Rocky View County (RVC) is reminding residents to consider taking action to limit the spread of foxtail barley, particularly in areas of high disturbance, drought-damaged fields, or lands with high saline content in their soils.
While foxtail barley is native to the prairie, it thrives in warm, dry weather and can quickly take over areas where there is not much other competition from grasses or other plants.
Mowing or pulling the plant by hand is the most effective way to prevent foxtail from spreading and going to seed, explained RVC agricultural services officer Delaney McNaughton.
“Glyphosate can be an effective herbicide to control foxtail, but spot treatment is recommended as it is a non-selective herbicide that will take out favourable vegetation that out competes foxtail,” she said. “Foxtail is one of a few species which grows in saline soil so ongoing management will be required throughout the growing season.”
Since foxtail barley is a native species, it is not subject to the Alberta Weed Control Act.

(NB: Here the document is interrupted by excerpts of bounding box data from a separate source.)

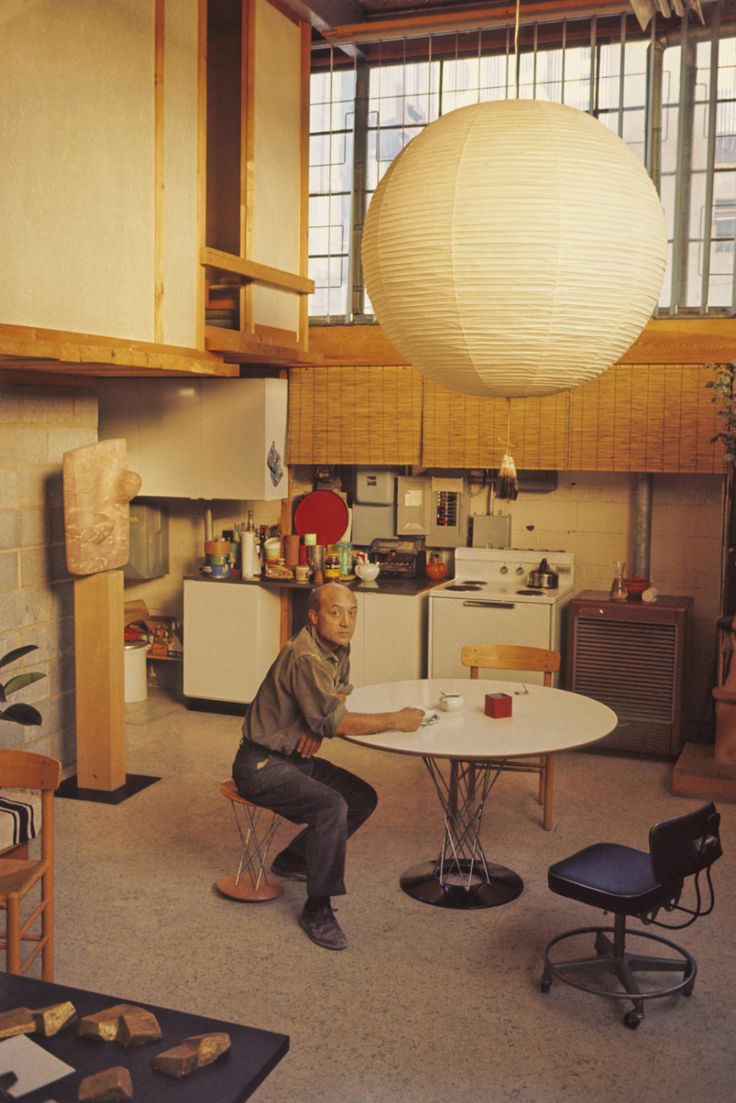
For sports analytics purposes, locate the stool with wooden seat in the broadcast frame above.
[216,778,284,903]
[460,644,559,831]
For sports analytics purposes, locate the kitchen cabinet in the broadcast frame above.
[94,379,288,501]
[350,592,427,689]
[183,579,281,704]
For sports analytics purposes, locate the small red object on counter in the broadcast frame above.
[486,693,511,720]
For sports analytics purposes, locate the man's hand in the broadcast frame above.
[395,708,424,731]
[297,732,322,758]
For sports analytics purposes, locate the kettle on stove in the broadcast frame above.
[527,559,559,590]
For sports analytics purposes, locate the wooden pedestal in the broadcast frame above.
[74,570,126,792]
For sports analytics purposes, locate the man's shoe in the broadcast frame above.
[270,856,307,881]
[299,908,348,950]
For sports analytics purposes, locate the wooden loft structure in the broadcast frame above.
[0,0,736,383]
[0,0,321,384]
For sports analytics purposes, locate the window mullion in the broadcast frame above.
[670,23,695,314]
[349,57,371,321]
[701,4,733,314]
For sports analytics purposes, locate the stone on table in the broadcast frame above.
[153,1031,231,1078]
[77,1065,132,1103]
[0,1007,35,1038]
[32,999,76,1038]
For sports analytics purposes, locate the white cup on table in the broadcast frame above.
[439,693,465,713]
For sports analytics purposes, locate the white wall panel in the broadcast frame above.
[253,0,301,332]
[163,0,199,347]
[0,0,154,340]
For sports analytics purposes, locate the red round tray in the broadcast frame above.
[294,490,350,544]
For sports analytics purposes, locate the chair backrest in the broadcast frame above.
[649,802,723,885]
[460,643,559,686]
[0,749,62,863]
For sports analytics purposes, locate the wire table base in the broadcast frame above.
[399,756,524,910]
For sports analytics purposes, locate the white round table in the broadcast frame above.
[345,678,618,909]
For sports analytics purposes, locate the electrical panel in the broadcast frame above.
[396,475,468,547]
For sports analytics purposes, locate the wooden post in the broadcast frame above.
[74,570,126,792]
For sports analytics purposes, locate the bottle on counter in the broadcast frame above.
[241,510,260,578]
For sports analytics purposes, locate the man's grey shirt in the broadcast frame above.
[243,624,353,754]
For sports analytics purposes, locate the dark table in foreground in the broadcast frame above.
[0,973,289,1103]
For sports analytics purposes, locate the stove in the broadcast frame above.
[431,548,575,604]
[428,548,575,683]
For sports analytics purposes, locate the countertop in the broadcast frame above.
[184,575,448,598]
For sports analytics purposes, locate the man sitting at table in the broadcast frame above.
[233,582,424,950]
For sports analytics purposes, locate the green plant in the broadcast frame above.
[0,643,46,725]
[705,364,736,459]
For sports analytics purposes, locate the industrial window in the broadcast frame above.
[310,15,736,322]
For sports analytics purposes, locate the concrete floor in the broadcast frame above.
[56,690,736,1103]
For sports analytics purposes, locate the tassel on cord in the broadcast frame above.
[495,398,519,502]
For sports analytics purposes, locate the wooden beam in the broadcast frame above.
[619,318,736,364]
[309,318,736,367]
[321,0,633,46]
[204,325,322,367]
[200,248,314,295]
[0,324,237,376]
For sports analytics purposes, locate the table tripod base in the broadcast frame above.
[399,858,524,911]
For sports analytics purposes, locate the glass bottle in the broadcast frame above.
[608,560,629,601]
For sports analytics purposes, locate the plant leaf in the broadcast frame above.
[4,671,46,697]
[0,643,39,666]
[0,705,43,726]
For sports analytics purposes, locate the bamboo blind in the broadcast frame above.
[288,364,723,473]
[422,364,723,473]
[287,367,422,465]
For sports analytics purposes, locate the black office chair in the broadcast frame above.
[542,804,723,1029]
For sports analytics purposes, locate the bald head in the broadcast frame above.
[307,582,358,651]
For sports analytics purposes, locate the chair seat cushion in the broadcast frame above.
[0,789,41,850]
[547,843,672,915]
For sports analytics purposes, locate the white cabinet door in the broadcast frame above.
[429,598,554,685]
[183,580,280,704]
[99,379,288,501]
[350,593,427,688]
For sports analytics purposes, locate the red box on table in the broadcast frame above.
[486,693,511,720]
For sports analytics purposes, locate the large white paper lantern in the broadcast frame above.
[363,99,666,397]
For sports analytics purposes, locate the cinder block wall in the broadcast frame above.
[0,383,97,765]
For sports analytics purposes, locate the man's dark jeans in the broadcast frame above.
[233,743,377,896]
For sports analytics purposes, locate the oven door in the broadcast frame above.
[429,595,553,685]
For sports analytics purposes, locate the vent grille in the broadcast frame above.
[573,617,678,725]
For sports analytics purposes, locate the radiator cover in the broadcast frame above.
[566,590,692,758]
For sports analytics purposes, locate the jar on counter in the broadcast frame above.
[324,555,340,582]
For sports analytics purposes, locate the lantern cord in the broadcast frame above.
[495,398,519,502]
[514,0,521,99]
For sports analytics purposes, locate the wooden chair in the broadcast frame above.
[460,644,559,831]
[0,750,62,981]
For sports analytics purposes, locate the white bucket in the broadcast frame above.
[125,640,148,705]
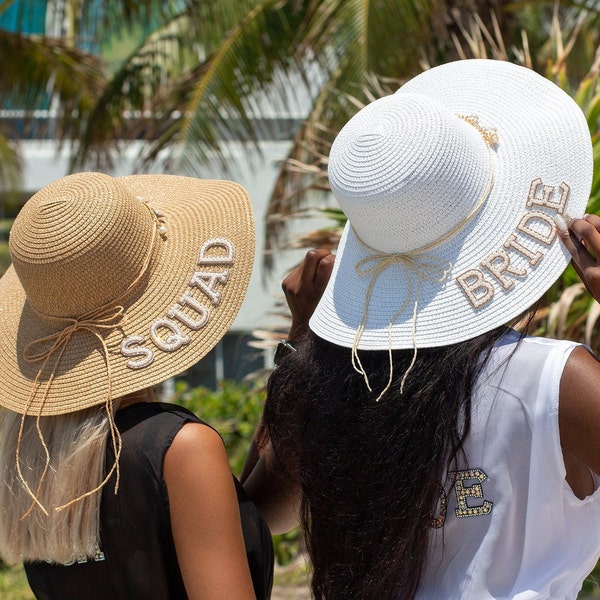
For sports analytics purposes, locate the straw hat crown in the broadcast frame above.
[329,93,492,253]
[9,173,155,318]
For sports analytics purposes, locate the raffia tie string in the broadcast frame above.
[15,205,161,519]
[16,306,125,519]
[352,245,452,402]
[352,115,499,402]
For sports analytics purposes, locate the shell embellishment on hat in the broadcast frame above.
[309,59,593,354]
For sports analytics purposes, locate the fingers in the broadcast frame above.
[281,249,335,338]
[554,214,600,274]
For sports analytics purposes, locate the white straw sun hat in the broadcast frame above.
[310,59,593,350]
[0,173,254,416]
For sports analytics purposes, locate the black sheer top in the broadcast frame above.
[25,402,273,600]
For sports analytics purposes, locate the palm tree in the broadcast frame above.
[63,0,600,264]
[0,0,600,264]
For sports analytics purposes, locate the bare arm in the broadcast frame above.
[244,443,300,534]
[164,423,255,600]
[557,215,600,490]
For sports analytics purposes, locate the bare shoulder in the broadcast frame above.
[164,423,231,485]
[559,346,600,473]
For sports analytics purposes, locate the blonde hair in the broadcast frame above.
[0,400,120,564]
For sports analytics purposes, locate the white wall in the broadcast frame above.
[21,140,330,331]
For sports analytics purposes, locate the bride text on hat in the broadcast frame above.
[121,238,234,369]
[456,178,570,308]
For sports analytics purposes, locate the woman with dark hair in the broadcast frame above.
[245,60,600,600]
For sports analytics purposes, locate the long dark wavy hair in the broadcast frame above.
[265,327,506,600]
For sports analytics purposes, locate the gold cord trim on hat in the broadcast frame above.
[352,237,452,402]
[15,218,160,520]
[351,115,499,402]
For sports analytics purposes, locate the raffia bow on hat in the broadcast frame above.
[0,173,254,510]
[310,59,593,396]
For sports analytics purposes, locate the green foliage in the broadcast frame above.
[172,381,265,474]
[172,380,300,565]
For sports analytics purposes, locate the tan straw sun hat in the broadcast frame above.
[0,173,254,415]
[310,60,593,350]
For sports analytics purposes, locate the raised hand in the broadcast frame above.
[555,215,600,302]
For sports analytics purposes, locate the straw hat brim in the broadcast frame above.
[0,175,255,415]
[310,60,593,350]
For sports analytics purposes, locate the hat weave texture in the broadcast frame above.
[310,59,593,350]
[0,173,255,415]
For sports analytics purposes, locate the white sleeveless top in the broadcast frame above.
[417,332,600,600]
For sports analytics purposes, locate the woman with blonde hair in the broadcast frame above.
[0,173,272,600]
[245,60,600,600]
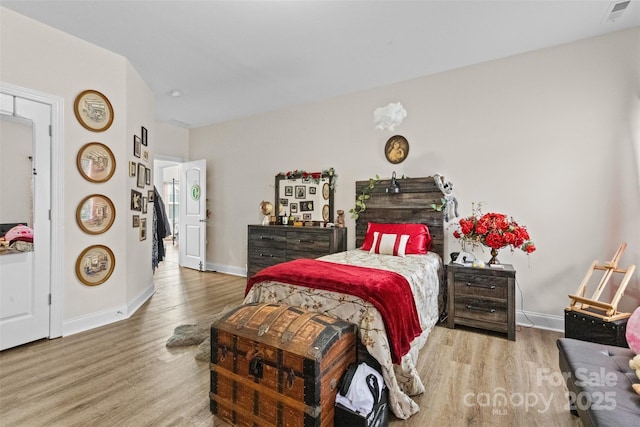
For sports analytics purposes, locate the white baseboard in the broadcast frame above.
[62,305,127,337]
[207,263,247,277]
[62,282,155,336]
[516,311,564,332]
[127,282,156,317]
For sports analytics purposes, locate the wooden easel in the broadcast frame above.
[567,243,636,322]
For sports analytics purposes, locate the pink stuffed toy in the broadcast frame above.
[625,307,640,354]
[625,307,640,394]
[4,225,33,242]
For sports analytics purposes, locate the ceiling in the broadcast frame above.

But McNaughton recommended county residents get ahead of the problem by being proactive in their weed management.
RVC does do some limited management of foxtail barley on public lands, she confirmed.
“Mowing throughout the growing season to prevent foxtail from going to seed is the best action at this time,” McNaughton stated. “While Rocky View County does not specifically target foxtail in its mowing program, municipal reserves are cut once per year and ditches are cut once or twice per year.”
Perhaps one of the biggest threats foxtail barley poses in RVC is to pets and livestock if left unchecked.
“The barbed seed head of foxtail grass can make it harmful for pets and livestock and therefore it is important for pet owners to keep pets on a leash or avoid the areas where foxtail is present,” McNaughton said, adding that preventing the weed from growing to the point where it produces a seed head is key to limiting its spread.
“Foxtail barley is an annual plant with shallow, fibrous roots and therefore it primarily spreads by seeds,” she explained. “The seeds will germinate in areas with poor competition due to saline soil, drought, or areas prone to flooding.”